Dia perhatikan baik-baik wajah yang sudah hampir dua tahun tak dilihatnya. Wajah yang dulunya selalu merengek memanggilnya. Rasanya sangat menyenangkan bisa melihat wajah Naura lagi. Dia bahkan rela bangun pagi hanya untuk menikmati wajah cantik nan polos gadis kecilnya itu.

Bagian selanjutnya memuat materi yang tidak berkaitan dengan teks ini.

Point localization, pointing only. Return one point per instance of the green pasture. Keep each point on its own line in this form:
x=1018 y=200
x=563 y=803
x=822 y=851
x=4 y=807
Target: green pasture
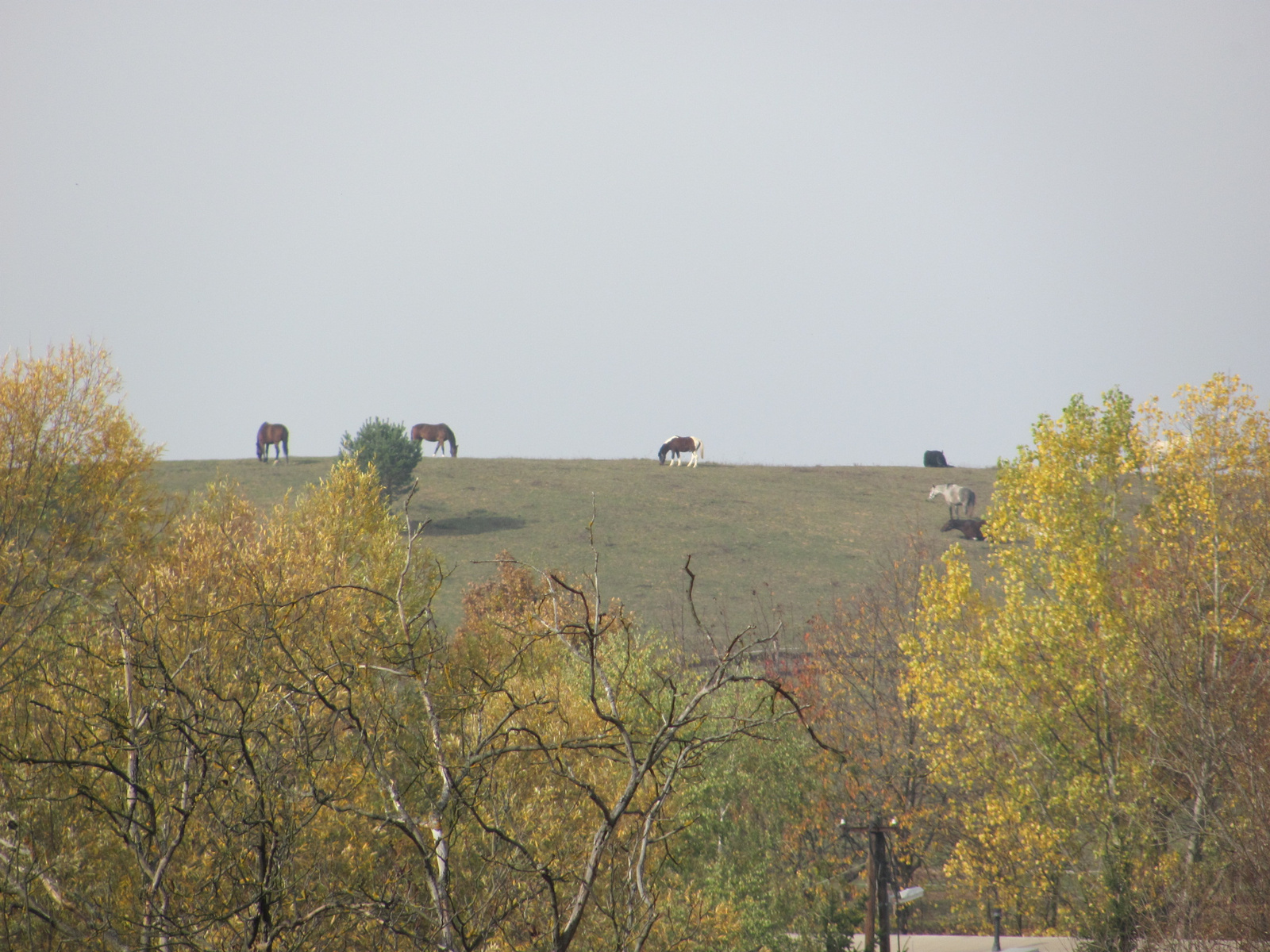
x=780 y=539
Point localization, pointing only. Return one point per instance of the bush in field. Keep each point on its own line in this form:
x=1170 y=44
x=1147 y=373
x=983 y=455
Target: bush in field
x=389 y=447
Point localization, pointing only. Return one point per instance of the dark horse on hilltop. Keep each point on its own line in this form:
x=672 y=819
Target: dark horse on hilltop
x=683 y=444
x=271 y=435
x=969 y=528
x=436 y=433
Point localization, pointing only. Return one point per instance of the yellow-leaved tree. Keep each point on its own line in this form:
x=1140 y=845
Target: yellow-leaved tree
x=1096 y=704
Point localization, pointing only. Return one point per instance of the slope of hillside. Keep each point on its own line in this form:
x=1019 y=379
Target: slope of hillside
x=791 y=536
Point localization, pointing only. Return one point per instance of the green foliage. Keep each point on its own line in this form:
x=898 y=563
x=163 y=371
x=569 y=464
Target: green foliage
x=749 y=527
x=387 y=447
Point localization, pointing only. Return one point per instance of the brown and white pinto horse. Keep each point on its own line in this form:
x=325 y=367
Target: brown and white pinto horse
x=683 y=444
x=271 y=435
x=436 y=433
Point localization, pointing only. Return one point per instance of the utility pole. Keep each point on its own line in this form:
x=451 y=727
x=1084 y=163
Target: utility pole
x=878 y=898
x=883 y=892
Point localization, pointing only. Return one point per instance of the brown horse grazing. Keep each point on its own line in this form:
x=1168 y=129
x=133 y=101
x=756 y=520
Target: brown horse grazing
x=683 y=444
x=969 y=528
x=436 y=433
x=271 y=435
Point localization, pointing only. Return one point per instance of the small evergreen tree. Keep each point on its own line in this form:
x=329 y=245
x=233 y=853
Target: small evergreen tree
x=387 y=444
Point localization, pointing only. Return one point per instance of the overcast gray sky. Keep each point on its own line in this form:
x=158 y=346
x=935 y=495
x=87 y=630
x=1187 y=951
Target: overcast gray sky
x=813 y=232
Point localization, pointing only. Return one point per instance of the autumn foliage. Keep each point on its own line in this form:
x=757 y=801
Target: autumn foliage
x=224 y=727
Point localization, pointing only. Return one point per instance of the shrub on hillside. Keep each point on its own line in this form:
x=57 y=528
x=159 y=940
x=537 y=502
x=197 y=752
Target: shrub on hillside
x=389 y=447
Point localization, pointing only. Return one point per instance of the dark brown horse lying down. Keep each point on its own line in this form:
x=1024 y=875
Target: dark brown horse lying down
x=971 y=528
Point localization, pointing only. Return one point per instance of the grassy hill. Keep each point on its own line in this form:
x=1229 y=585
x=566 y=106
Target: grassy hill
x=791 y=537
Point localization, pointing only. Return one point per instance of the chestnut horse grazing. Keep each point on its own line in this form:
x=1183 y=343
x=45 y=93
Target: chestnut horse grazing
x=436 y=433
x=683 y=444
x=271 y=435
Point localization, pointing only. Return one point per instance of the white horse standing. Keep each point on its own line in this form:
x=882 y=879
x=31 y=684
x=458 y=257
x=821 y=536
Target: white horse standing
x=956 y=497
x=683 y=444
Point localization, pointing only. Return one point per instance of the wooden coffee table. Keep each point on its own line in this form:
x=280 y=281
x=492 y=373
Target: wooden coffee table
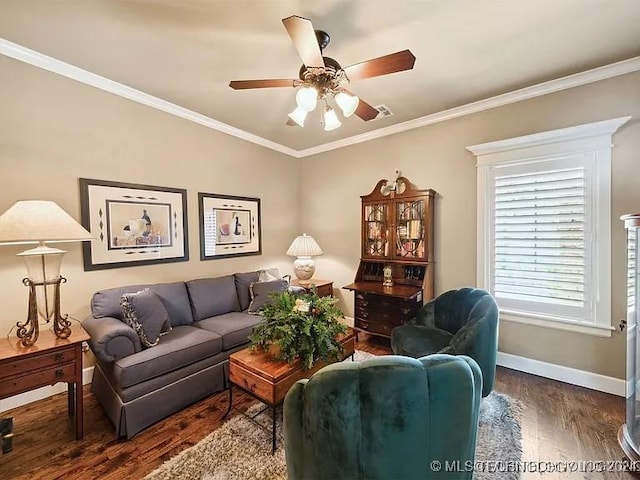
x=269 y=380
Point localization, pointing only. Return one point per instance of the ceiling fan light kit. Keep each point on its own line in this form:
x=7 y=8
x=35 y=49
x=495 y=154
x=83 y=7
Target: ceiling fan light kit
x=321 y=78
x=331 y=121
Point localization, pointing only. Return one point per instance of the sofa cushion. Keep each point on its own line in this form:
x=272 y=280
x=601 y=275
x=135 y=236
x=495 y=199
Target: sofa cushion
x=174 y=297
x=234 y=327
x=243 y=280
x=145 y=313
x=261 y=293
x=182 y=346
x=213 y=296
x=268 y=275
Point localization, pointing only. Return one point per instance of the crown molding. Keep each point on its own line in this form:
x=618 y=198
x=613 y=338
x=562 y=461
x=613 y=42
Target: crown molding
x=603 y=130
x=594 y=75
x=37 y=59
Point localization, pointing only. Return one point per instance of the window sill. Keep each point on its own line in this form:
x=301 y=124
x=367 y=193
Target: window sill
x=556 y=323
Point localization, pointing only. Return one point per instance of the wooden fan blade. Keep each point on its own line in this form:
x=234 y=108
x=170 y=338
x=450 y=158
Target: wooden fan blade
x=267 y=83
x=394 y=62
x=304 y=39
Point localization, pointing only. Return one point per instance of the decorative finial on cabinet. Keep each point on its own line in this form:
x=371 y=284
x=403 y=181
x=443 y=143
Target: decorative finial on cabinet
x=395 y=186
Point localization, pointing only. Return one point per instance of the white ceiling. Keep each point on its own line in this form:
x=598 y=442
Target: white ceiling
x=186 y=52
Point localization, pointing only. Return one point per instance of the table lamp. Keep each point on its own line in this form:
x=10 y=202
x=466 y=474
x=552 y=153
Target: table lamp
x=41 y=222
x=304 y=248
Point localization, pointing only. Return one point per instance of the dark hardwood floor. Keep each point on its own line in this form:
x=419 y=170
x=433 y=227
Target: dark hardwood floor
x=560 y=422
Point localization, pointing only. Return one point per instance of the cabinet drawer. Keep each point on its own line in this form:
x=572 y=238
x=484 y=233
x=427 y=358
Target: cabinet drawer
x=36 y=362
x=251 y=382
x=373 y=327
x=35 y=379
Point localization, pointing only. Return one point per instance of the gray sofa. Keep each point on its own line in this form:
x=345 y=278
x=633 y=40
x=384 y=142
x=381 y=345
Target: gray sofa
x=139 y=386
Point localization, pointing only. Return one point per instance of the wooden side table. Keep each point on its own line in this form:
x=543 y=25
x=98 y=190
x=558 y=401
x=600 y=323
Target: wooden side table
x=50 y=360
x=324 y=287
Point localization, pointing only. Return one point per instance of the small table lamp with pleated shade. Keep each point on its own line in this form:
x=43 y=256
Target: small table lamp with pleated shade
x=304 y=248
x=41 y=222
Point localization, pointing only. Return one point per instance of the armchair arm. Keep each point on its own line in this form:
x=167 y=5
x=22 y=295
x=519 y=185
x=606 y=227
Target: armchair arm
x=111 y=339
x=425 y=316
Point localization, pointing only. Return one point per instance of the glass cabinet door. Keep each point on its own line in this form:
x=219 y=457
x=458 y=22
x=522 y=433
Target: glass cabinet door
x=375 y=236
x=410 y=230
x=630 y=437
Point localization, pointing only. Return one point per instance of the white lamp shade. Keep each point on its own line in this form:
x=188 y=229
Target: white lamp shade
x=307 y=98
x=38 y=221
x=347 y=103
x=331 y=121
x=304 y=246
x=298 y=116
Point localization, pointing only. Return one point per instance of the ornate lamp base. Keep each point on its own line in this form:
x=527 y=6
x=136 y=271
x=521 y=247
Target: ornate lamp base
x=304 y=268
x=29 y=330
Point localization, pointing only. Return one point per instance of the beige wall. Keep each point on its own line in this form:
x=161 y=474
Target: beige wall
x=54 y=130
x=435 y=157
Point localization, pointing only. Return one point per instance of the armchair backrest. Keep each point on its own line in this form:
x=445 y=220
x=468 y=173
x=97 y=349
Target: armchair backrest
x=388 y=417
x=452 y=309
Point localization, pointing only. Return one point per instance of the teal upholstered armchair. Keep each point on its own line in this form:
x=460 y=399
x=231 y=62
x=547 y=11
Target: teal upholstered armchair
x=385 y=418
x=458 y=322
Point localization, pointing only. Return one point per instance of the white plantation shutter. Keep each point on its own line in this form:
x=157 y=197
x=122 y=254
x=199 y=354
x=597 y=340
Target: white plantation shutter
x=544 y=226
x=540 y=253
x=631 y=268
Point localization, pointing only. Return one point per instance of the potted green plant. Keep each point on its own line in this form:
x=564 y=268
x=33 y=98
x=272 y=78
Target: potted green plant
x=300 y=326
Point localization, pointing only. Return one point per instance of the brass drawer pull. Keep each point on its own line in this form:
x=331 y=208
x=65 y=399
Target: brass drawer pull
x=251 y=387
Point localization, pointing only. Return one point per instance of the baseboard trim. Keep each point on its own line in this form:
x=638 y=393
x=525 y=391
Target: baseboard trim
x=582 y=378
x=41 y=393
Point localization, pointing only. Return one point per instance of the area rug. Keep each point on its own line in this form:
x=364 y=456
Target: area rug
x=239 y=450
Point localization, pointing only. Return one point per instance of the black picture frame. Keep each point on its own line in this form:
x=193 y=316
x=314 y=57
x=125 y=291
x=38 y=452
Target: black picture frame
x=133 y=224
x=229 y=226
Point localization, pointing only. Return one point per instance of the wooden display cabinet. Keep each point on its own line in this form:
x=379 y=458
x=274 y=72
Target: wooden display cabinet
x=397 y=235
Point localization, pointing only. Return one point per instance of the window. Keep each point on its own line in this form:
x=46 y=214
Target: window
x=544 y=226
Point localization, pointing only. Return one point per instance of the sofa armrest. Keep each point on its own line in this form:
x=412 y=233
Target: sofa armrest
x=111 y=339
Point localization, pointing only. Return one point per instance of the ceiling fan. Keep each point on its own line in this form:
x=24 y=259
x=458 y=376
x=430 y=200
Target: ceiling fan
x=321 y=78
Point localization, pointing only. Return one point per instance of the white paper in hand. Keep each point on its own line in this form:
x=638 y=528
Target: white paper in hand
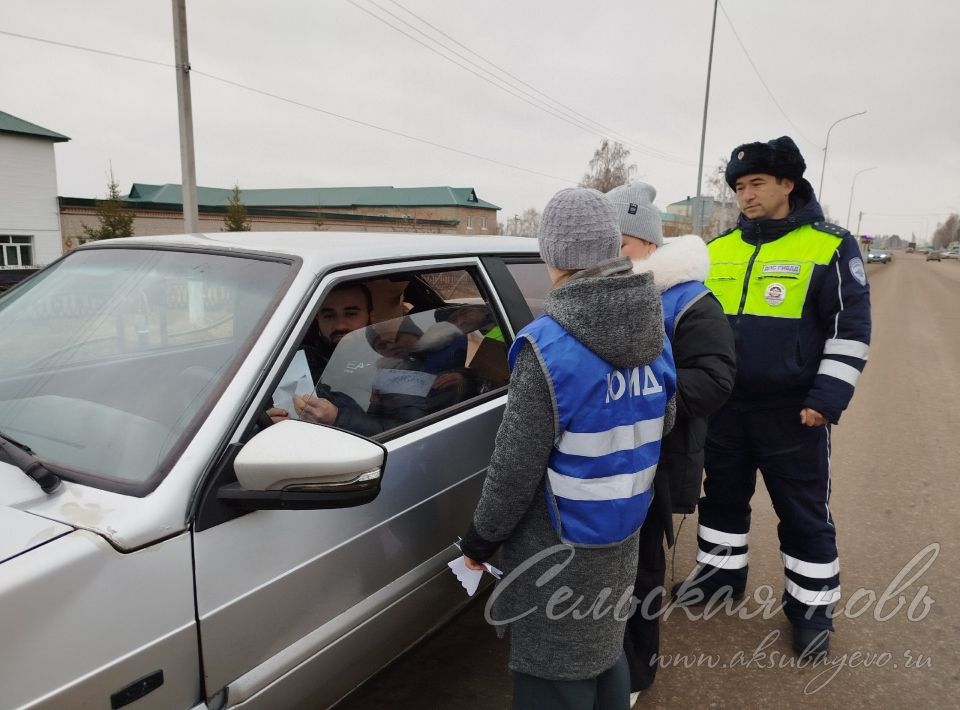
x=470 y=578
x=296 y=380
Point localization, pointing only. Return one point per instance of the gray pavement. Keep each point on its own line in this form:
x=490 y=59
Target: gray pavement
x=896 y=488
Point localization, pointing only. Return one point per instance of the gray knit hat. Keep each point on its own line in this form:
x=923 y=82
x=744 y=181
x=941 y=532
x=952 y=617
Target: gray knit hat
x=578 y=229
x=638 y=217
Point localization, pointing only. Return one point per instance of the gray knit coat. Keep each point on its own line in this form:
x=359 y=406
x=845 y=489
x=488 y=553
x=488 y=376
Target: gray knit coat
x=565 y=607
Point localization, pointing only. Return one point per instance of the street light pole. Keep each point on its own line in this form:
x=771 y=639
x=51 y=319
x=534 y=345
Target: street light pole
x=826 y=145
x=698 y=208
x=852 y=185
x=188 y=168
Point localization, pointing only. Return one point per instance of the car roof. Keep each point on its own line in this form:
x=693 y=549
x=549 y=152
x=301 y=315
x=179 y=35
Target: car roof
x=330 y=248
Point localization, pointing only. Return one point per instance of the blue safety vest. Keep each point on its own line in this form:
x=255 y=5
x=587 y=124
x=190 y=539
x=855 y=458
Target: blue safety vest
x=609 y=424
x=677 y=299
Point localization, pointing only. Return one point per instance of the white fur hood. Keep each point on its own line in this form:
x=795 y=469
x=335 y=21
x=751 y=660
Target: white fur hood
x=680 y=259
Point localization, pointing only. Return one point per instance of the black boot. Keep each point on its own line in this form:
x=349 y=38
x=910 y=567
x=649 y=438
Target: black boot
x=811 y=644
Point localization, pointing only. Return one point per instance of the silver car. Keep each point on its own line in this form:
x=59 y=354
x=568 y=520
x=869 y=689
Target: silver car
x=168 y=540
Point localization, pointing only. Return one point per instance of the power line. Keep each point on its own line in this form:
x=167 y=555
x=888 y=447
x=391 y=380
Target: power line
x=88 y=49
x=452 y=61
x=760 y=77
x=612 y=132
x=294 y=102
x=499 y=83
x=383 y=129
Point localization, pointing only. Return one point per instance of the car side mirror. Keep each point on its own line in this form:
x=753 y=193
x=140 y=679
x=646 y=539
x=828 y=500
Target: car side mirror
x=301 y=466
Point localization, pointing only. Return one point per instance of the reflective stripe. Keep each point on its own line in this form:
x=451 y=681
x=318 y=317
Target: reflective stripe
x=620 y=438
x=805 y=596
x=625 y=485
x=841 y=371
x=852 y=348
x=721 y=538
x=816 y=570
x=722 y=561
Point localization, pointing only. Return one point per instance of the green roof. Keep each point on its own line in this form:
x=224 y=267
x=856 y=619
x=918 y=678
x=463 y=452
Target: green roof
x=386 y=196
x=12 y=124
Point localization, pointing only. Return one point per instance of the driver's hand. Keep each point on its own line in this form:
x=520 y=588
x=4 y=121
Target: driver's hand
x=315 y=409
x=277 y=414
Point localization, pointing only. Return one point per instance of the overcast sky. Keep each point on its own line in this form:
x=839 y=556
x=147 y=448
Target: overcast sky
x=632 y=71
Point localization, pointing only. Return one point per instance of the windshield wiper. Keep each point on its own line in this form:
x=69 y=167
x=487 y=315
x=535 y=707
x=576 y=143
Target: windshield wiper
x=22 y=456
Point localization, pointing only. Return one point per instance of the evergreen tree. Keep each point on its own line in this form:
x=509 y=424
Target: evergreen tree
x=115 y=219
x=236 y=219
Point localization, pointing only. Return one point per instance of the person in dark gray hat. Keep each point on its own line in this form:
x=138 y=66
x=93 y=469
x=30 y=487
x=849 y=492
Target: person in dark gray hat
x=570 y=481
x=794 y=289
x=703 y=351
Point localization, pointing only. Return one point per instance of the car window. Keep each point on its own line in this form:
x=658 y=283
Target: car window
x=382 y=353
x=534 y=283
x=111 y=357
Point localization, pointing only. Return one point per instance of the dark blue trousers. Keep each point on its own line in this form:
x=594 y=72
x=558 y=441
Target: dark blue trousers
x=795 y=462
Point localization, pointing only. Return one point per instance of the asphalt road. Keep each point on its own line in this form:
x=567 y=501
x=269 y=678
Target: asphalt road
x=896 y=492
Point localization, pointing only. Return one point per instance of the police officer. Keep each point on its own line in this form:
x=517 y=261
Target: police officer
x=795 y=292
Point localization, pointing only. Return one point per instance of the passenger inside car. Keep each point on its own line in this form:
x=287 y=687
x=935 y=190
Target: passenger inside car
x=372 y=374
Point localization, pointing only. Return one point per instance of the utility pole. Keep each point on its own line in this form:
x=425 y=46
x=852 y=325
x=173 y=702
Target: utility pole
x=188 y=170
x=697 y=206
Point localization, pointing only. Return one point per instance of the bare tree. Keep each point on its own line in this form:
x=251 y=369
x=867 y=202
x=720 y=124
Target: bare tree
x=525 y=225
x=115 y=219
x=609 y=167
x=947 y=232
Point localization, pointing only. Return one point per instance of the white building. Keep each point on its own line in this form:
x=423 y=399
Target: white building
x=29 y=212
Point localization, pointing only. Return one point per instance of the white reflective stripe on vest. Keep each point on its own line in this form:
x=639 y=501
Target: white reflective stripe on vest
x=851 y=348
x=718 y=537
x=624 y=485
x=805 y=596
x=620 y=438
x=722 y=561
x=817 y=570
x=832 y=368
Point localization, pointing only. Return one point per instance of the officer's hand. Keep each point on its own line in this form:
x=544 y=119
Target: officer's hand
x=811 y=417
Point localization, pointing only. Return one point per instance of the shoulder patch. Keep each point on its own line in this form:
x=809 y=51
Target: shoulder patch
x=732 y=229
x=834 y=229
x=856 y=270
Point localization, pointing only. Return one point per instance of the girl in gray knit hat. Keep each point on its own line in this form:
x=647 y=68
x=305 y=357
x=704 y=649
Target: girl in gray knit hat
x=570 y=481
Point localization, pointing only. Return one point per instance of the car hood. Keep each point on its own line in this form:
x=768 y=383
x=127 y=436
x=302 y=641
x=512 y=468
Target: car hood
x=22 y=531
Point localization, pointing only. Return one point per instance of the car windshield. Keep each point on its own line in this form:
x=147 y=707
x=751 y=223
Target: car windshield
x=112 y=357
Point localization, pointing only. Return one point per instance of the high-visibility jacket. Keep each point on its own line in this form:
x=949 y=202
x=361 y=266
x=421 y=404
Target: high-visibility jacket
x=799 y=307
x=609 y=425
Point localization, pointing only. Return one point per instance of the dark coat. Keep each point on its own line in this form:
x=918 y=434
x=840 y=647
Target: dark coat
x=703 y=349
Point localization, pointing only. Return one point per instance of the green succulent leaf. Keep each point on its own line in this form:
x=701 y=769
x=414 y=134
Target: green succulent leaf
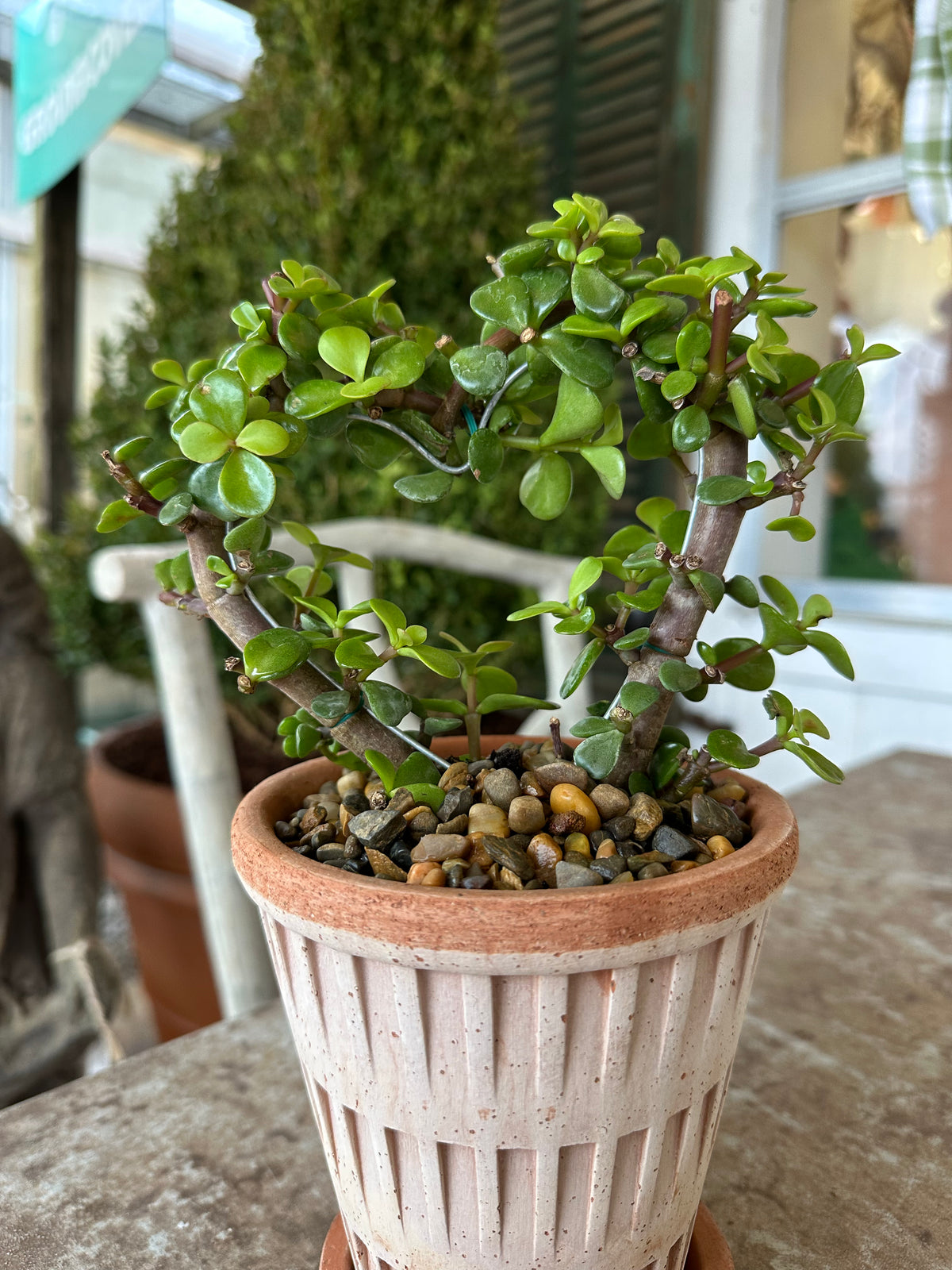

''Morning'' Naura tersentak kaget. Mata yang tadinya masih enggan terbuka kini terbuka dengan sangat lebar. Wanita itu tersenyum senang, dia lebih mendekatkan tubuhnya dan memeluk Jonathan dengan begitu erat. Menghirup wangi tubuh pria yang sangat dirindukannya itu.
"Kakak jahat banget sih, kenapa nggak jemput aku kemarin?'' Naura mendongak, pura-pura memberi tatapan tajamnya.
''Kemarin kakak ada meeting penting yang nggak bisa ditinggal Nau. Maaf ya ....'' Dengan tangannya yang mengelus lembut kepala Naura. Pria itu beberapa kali mencium puncak kepala Naura.
''Oh ya ....'' Naura kembali kesal mengingat kak Jo yang selalu pulang pagi. Spontan wanita itu bangun, melepaskan tangan Jonathan yang melingkar di perutnya lalu menatap tajam pada pria itu.
''Kata bunda kakak sering pulang pagi. Kakak nggak mungkin kerja sampai jam segitu kan?'' tanyanya setengah menghakimi. Dia terlihat seperti seorang pengacara yang tengah menanyai kliennya. Mata dan telinganya terbuka lebar menanti jawaban dari kak Jo.
Baru akan membuka mulut. Dering ponsel Jonathan sudah lebih dulu mengeluarkan suaranya. Naura tersenyum mengetahui nada dering ponsel kak Jo yang masih menggunakan suara rekamannya.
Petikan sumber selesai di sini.